The UK insurance and reinsurance industry needs a new trade deal with the European Union (EU) that will allow UK and EU firms to operate across borders, the London Market Group (LMG) has said. Chairman of the insurance lobby group, Nicolas Aubert, said that such a deal was "crucial" considering London writes more than £8bn ($9.7bn) in insurance premiums from the EU every year.
In a statement which included the lobby group's Brexit recommendations, Aubert said, it was working with the UK government to seek "existing precedents in current international agreements which could be used for Brexit negotiations to support our industry".
LMG has also urged that regulatory equivalence be maintained in the new trade deal. "We expect that the EU will not permit UK undertakings to carry on business in the EU if there is a fundamental divergence in regulatory standards," LMG said, as quoted by Reuters.
The third requirement, the insurance lobby group pointed out was the need for a transition period. It said insurance firms would require time post Brexit to implement new terms of the EU trade deal. It added that during this transition time, UK insurance firms should be allowed to keep access to the single market.
The statement comes after Prime Minister Theresa May recently said that not having a Brexit deal was better than having a bad one. Moreover, the financial sector had given up on it demand for full EU passporting rights, but it is now seeking at least a limited market access for some sub-sectors.

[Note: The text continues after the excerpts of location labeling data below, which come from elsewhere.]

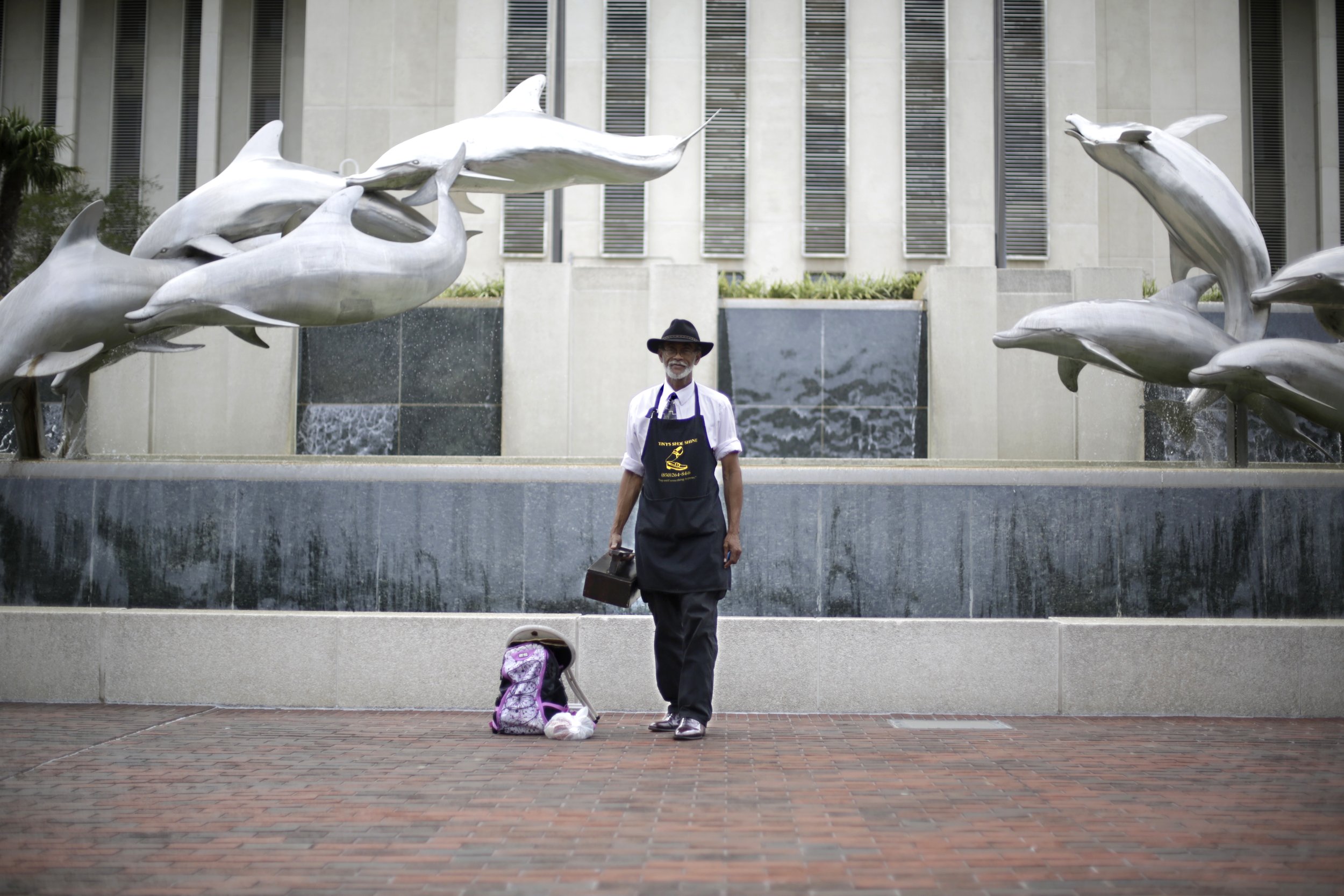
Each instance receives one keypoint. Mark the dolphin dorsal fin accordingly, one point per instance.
(85, 226)
(264, 144)
(1187, 292)
(526, 97)
(339, 207)
(1192, 124)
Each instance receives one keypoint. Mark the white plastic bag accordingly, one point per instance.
(566, 726)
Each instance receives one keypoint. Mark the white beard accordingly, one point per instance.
(681, 374)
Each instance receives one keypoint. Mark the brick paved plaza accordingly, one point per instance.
(190, 800)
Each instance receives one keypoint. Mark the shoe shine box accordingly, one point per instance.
(611, 579)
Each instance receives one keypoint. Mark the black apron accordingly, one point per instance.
(681, 529)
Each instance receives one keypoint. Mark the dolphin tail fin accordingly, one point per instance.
(248, 335)
(50, 363)
(687, 139)
(1187, 292)
(264, 144)
(159, 343)
(85, 226)
(1288, 388)
(251, 318)
(1069, 371)
(525, 97)
(1283, 421)
(1192, 124)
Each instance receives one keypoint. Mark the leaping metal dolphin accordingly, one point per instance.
(517, 148)
(256, 195)
(1156, 340)
(1305, 377)
(1318, 281)
(321, 275)
(1210, 225)
(66, 318)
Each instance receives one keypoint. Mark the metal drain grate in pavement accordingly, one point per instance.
(950, 725)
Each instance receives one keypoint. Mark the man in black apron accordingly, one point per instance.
(676, 434)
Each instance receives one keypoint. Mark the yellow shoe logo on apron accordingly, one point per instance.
(673, 460)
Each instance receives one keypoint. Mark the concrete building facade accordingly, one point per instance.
(866, 141)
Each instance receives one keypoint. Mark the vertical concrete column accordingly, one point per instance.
(1071, 88)
(877, 138)
(1111, 407)
(1036, 414)
(208, 113)
(690, 292)
(584, 71)
(609, 313)
(1327, 125)
(775, 148)
(963, 369)
(1124, 221)
(1300, 128)
(477, 88)
(162, 128)
(971, 117)
(676, 47)
(68, 77)
(537, 361)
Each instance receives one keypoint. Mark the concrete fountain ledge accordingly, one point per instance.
(606, 470)
(451, 660)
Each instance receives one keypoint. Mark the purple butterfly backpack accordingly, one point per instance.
(537, 664)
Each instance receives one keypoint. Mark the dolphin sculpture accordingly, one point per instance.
(1318, 281)
(1210, 225)
(321, 275)
(517, 148)
(257, 195)
(1156, 340)
(66, 318)
(1305, 377)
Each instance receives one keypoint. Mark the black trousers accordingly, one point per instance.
(686, 644)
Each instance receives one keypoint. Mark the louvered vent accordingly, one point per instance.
(268, 62)
(824, 128)
(50, 61)
(926, 128)
(726, 140)
(190, 97)
(128, 95)
(1267, 65)
(625, 113)
(1026, 216)
(523, 226)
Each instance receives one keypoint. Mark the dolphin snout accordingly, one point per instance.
(1209, 375)
(401, 176)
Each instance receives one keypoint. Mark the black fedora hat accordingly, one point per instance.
(681, 331)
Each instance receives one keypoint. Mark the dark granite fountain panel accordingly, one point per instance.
(426, 382)
(995, 548)
(811, 382)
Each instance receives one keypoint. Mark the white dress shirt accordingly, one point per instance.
(721, 428)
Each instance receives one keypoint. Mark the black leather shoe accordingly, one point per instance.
(690, 730)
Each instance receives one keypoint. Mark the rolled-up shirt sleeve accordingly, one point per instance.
(633, 441)
(726, 433)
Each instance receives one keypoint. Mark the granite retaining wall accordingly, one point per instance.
(858, 540)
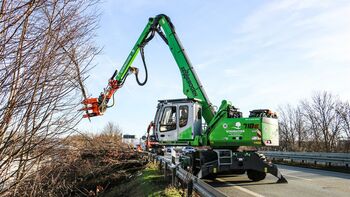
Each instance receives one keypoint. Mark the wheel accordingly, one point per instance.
(211, 176)
(256, 175)
(238, 171)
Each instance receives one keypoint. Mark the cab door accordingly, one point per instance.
(185, 114)
(167, 123)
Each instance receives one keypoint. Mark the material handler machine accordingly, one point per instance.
(178, 122)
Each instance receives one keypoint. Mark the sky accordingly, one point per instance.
(256, 54)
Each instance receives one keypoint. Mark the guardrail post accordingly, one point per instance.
(160, 164)
(165, 170)
(189, 188)
(173, 176)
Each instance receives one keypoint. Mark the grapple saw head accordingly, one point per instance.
(97, 106)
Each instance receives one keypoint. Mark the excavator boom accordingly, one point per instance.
(192, 87)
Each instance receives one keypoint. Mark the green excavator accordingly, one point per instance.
(226, 143)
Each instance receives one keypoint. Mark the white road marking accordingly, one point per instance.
(297, 177)
(241, 188)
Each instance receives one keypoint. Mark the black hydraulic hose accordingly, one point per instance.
(145, 66)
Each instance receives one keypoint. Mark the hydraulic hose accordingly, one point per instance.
(145, 66)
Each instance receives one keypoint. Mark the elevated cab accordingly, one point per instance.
(178, 120)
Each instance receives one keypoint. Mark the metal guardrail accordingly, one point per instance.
(339, 159)
(191, 181)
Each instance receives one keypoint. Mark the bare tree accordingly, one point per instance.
(287, 127)
(45, 49)
(323, 121)
(112, 129)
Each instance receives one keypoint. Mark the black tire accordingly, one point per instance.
(211, 176)
(256, 175)
(238, 171)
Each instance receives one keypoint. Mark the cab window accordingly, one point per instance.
(183, 115)
(168, 120)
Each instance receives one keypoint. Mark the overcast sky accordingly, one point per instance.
(257, 54)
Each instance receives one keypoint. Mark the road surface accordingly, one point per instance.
(302, 182)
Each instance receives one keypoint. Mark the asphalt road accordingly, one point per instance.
(302, 182)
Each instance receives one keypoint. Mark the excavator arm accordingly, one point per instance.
(192, 87)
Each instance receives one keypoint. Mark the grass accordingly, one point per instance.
(150, 182)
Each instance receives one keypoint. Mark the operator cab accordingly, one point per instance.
(178, 120)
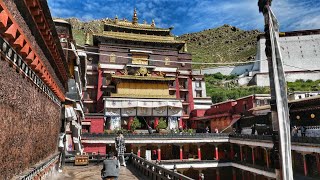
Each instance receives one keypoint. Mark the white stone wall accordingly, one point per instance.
(263, 79)
(227, 70)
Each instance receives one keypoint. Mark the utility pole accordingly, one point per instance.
(279, 102)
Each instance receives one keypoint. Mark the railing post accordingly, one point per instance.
(267, 158)
(199, 152)
(241, 154)
(138, 151)
(253, 155)
(234, 174)
(159, 152)
(181, 152)
(305, 168)
(217, 152)
(217, 174)
(231, 152)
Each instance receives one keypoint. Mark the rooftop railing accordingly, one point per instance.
(155, 171)
(299, 139)
(38, 169)
(160, 136)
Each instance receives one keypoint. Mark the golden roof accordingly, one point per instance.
(143, 78)
(144, 96)
(134, 24)
(139, 37)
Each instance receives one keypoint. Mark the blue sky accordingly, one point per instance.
(188, 16)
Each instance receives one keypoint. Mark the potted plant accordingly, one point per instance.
(135, 124)
(161, 127)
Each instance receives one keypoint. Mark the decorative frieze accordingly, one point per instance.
(22, 67)
(14, 36)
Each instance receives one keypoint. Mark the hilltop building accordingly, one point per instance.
(73, 106)
(139, 70)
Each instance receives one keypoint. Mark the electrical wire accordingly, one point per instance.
(158, 60)
(183, 62)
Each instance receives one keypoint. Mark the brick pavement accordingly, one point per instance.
(92, 172)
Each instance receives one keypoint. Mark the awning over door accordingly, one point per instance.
(70, 114)
(143, 103)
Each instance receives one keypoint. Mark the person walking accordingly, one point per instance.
(216, 130)
(294, 131)
(303, 131)
(121, 148)
(111, 168)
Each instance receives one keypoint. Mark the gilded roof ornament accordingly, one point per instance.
(153, 24)
(135, 17)
(116, 19)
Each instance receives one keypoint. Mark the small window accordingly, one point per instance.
(198, 94)
(167, 61)
(112, 58)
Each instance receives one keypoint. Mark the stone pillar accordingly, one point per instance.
(217, 174)
(234, 174)
(181, 152)
(130, 122)
(180, 122)
(199, 152)
(156, 122)
(99, 91)
(254, 176)
(217, 152)
(241, 154)
(201, 175)
(305, 168)
(242, 172)
(159, 153)
(267, 158)
(138, 153)
(231, 152)
(253, 160)
(318, 161)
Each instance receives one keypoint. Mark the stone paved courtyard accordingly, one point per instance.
(92, 172)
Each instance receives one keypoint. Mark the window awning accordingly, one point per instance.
(70, 114)
(79, 108)
(146, 103)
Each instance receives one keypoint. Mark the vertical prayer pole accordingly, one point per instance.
(279, 102)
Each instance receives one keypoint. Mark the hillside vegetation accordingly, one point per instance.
(221, 88)
(223, 44)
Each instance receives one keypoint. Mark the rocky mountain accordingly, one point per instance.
(223, 44)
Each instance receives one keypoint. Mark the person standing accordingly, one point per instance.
(216, 130)
(121, 148)
(111, 168)
(303, 131)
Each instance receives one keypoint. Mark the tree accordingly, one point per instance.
(162, 124)
(135, 124)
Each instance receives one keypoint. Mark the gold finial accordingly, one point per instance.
(153, 24)
(116, 19)
(135, 17)
(87, 42)
(185, 47)
(88, 35)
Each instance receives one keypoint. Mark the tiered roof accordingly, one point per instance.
(133, 31)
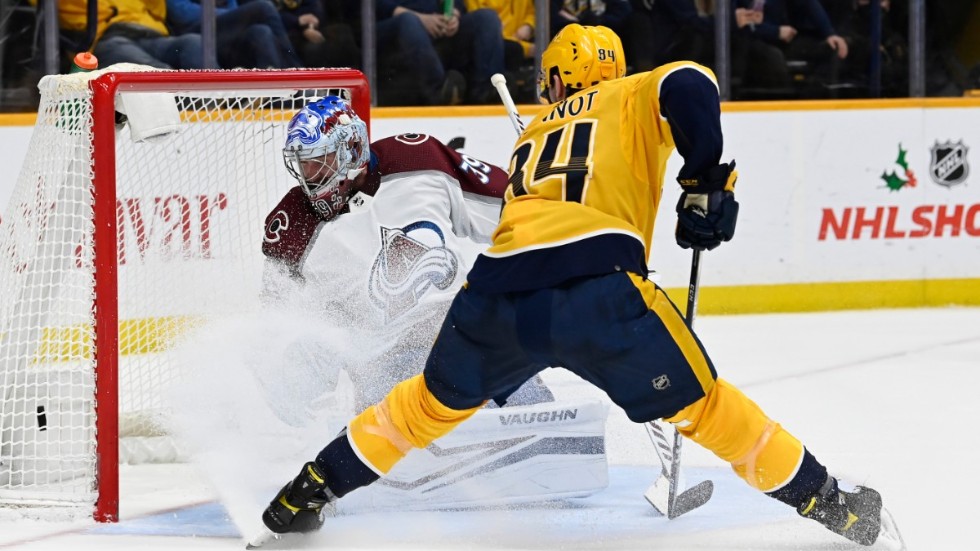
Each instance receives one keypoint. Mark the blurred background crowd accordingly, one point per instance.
(442, 52)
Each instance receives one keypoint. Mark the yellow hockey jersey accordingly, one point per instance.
(587, 174)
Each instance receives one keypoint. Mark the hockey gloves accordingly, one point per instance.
(707, 209)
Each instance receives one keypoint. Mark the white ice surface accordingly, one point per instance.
(884, 398)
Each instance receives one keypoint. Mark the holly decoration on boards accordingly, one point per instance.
(895, 182)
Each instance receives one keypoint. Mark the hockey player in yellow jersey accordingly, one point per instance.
(565, 284)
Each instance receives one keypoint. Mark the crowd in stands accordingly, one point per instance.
(443, 52)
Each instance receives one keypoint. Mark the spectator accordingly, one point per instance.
(608, 13)
(758, 67)
(663, 31)
(250, 34)
(803, 32)
(517, 23)
(450, 59)
(853, 19)
(133, 31)
(321, 39)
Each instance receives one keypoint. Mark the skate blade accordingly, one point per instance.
(658, 495)
(270, 540)
(691, 499)
(889, 538)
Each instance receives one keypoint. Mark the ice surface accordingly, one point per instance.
(884, 398)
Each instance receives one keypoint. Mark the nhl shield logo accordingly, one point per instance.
(949, 166)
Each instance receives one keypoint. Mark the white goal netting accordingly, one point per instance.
(188, 205)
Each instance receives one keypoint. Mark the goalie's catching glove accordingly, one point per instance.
(707, 210)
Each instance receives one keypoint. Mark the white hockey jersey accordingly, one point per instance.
(388, 266)
(383, 273)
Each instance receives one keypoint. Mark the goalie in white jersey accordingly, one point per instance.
(378, 238)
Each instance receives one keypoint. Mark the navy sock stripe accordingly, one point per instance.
(805, 484)
(342, 468)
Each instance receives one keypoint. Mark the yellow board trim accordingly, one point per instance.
(819, 297)
(136, 336)
(148, 335)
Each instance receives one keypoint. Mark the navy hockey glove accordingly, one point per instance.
(707, 210)
(704, 221)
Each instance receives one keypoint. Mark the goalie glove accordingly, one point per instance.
(707, 210)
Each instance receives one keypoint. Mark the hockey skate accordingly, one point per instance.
(297, 508)
(858, 515)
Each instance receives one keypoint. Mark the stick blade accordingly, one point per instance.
(270, 540)
(691, 499)
(658, 495)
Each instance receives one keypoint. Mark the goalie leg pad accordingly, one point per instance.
(501, 456)
(732, 426)
(408, 417)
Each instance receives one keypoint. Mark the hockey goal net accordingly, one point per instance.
(138, 213)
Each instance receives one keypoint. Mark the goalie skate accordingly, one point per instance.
(520, 454)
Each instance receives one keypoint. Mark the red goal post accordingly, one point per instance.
(121, 233)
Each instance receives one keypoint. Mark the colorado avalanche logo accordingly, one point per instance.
(406, 268)
(278, 224)
(305, 127)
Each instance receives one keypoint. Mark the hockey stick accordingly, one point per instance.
(500, 83)
(663, 493)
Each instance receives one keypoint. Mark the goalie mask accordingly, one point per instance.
(581, 57)
(326, 148)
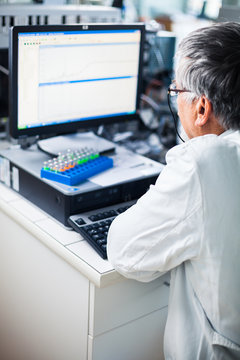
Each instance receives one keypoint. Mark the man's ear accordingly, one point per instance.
(204, 110)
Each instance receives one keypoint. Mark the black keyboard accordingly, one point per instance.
(94, 225)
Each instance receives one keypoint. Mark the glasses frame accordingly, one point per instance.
(174, 92)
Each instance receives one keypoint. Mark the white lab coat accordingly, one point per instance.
(189, 223)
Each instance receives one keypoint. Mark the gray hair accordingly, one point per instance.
(209, 64)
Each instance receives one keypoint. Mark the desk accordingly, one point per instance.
(60, 301)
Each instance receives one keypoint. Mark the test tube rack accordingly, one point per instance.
(74, 167)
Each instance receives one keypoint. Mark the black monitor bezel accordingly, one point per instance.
(72, 126)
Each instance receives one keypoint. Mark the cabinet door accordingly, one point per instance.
(43, 300)
(141, 339)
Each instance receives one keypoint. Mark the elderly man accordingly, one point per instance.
(189, 221)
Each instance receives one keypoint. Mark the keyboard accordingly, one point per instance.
(94, 225)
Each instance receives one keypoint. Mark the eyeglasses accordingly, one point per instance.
(173, 91)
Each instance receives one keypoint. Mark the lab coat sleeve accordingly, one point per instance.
(164, 228)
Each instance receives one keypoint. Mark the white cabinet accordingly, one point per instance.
(63, 302)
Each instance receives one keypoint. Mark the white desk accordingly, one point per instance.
(60, 301)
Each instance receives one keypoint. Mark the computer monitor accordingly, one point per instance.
(64, 78)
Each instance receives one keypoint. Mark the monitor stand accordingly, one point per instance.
(77, 141)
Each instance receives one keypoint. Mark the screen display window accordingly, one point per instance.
(69, 76)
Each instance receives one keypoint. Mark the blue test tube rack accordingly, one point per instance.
(75, 166)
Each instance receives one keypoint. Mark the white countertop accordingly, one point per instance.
(65, 243)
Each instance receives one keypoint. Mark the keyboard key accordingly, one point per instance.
(80, 221)
(96, 232)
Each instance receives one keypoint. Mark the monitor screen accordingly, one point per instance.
(68, 77)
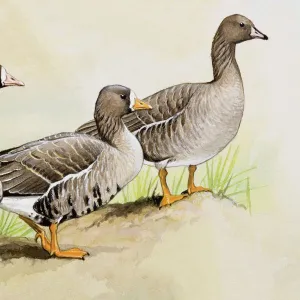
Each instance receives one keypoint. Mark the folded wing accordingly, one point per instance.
(31, 168)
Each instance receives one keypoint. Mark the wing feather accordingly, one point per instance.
(32, 167)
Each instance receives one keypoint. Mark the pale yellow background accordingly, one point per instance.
(65, 51)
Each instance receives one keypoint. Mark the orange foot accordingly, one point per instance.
(44, 240)
(70, 253)
(169, 199)
(195, 189)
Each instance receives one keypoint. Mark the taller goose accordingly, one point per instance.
(75, 174)
(192, 122)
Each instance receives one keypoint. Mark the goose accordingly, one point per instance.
(7, 79)
(69, 175)
(190, 123)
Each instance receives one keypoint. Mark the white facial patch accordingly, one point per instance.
(256, 34)
(132, 98)
(3, 75)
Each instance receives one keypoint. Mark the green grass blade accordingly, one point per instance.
(230, 168)
(248, 196)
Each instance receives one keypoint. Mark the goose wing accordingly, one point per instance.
(32, 167)
(165, 104)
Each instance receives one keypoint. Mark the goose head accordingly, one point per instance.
(118, 100)
(237, 28)
(7, 79)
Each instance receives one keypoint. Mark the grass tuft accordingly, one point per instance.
(220, 174)
(11, 225)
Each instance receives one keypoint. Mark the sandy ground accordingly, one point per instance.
(202, 248)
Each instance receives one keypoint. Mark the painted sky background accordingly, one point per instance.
(65, 51)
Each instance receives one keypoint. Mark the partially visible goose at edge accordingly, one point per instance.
(192, 122)
(7, 79)
(75, 174)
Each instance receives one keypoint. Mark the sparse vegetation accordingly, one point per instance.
(220, 174)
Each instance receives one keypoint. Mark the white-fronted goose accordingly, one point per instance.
(192, 122)
(75, 173)
(7, 79)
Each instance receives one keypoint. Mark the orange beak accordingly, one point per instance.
(12, 81)
(139, 104)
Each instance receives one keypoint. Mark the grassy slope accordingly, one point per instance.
(221, 174)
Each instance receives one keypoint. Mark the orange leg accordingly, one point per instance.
(191, 186)
(168, 198)
(40, 233)
(70, 253)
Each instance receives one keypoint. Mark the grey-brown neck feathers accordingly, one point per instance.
(222, 54)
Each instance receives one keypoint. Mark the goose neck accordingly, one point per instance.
(223, 56)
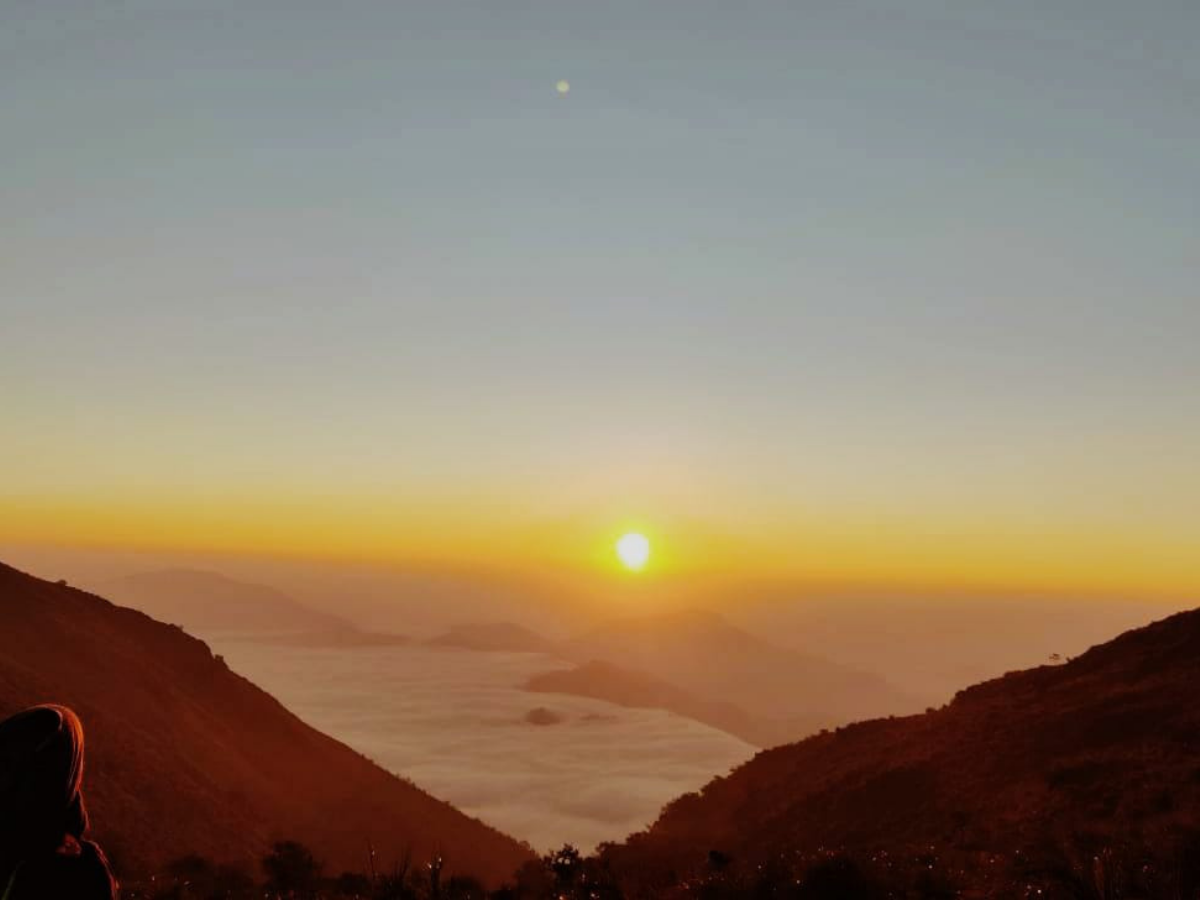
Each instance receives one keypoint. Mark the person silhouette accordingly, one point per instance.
(43, 855)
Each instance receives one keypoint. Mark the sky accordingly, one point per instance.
(867, 293)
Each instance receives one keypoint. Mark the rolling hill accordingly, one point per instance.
(705, 655)
(625, 688)
(205, 603)
(495, 637)
(1096, 754)
(186, 756)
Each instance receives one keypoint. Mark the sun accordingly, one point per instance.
(634, 551)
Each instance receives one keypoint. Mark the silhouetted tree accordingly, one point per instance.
(292, 870)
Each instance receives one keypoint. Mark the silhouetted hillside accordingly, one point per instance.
(186, 757)
(705, 655)
(1101, 753)
(623, 687)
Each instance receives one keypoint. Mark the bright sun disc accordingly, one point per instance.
(634, 550)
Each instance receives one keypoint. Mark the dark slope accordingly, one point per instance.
(1103, 749)
(186, 756)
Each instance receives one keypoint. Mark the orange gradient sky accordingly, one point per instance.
(918, 313)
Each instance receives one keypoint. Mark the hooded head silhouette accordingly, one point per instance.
(42, 813)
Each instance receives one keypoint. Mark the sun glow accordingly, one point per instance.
(634, 551)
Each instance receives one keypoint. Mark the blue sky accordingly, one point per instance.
(881, 253)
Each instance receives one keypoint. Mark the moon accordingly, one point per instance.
(634, 551)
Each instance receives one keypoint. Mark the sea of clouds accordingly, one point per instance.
(454, 723)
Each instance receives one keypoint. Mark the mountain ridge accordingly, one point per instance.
(171, 729)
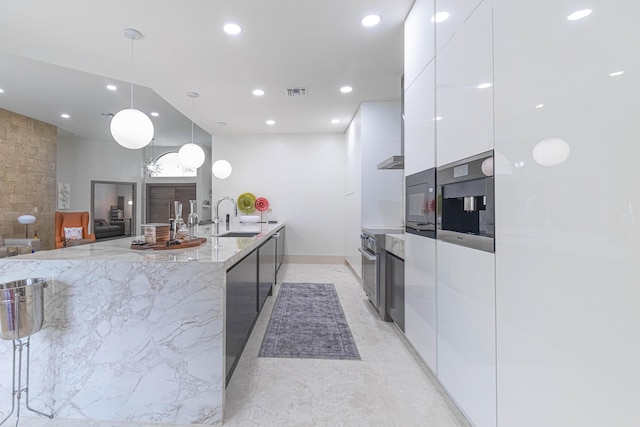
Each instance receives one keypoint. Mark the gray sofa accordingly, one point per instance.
(102, 228)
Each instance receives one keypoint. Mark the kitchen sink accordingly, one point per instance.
(239, 234)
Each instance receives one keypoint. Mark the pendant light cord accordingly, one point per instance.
(132, 73)
(192, 101)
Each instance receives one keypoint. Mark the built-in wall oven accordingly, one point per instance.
(420, 203)
(373, 266)
(465, 202)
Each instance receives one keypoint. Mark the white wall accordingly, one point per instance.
(302, 177)
(80, 161)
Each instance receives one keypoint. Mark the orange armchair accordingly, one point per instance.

Many insurance firms in the UK are already planning to setup their presence in the EU to ensure its operations continue in the region post Brexit. US insurer AIG recently said it planned to set up a subsidiary in Luxembourg. Meanwhile, Lloyd's of London too said that it may transfer some of its business to the EU if the UK fails to secure single-market access post Brexit.
LMG further noted that such insurers in the UK would take a decision by June 2017 as to which part in the EU it would setup a subsidiary to ensure continuation of its business across the bloc. On the downside, it added that this would be expensive and could cost about £50m, which does not include capital costs from splitting into two regulated entities.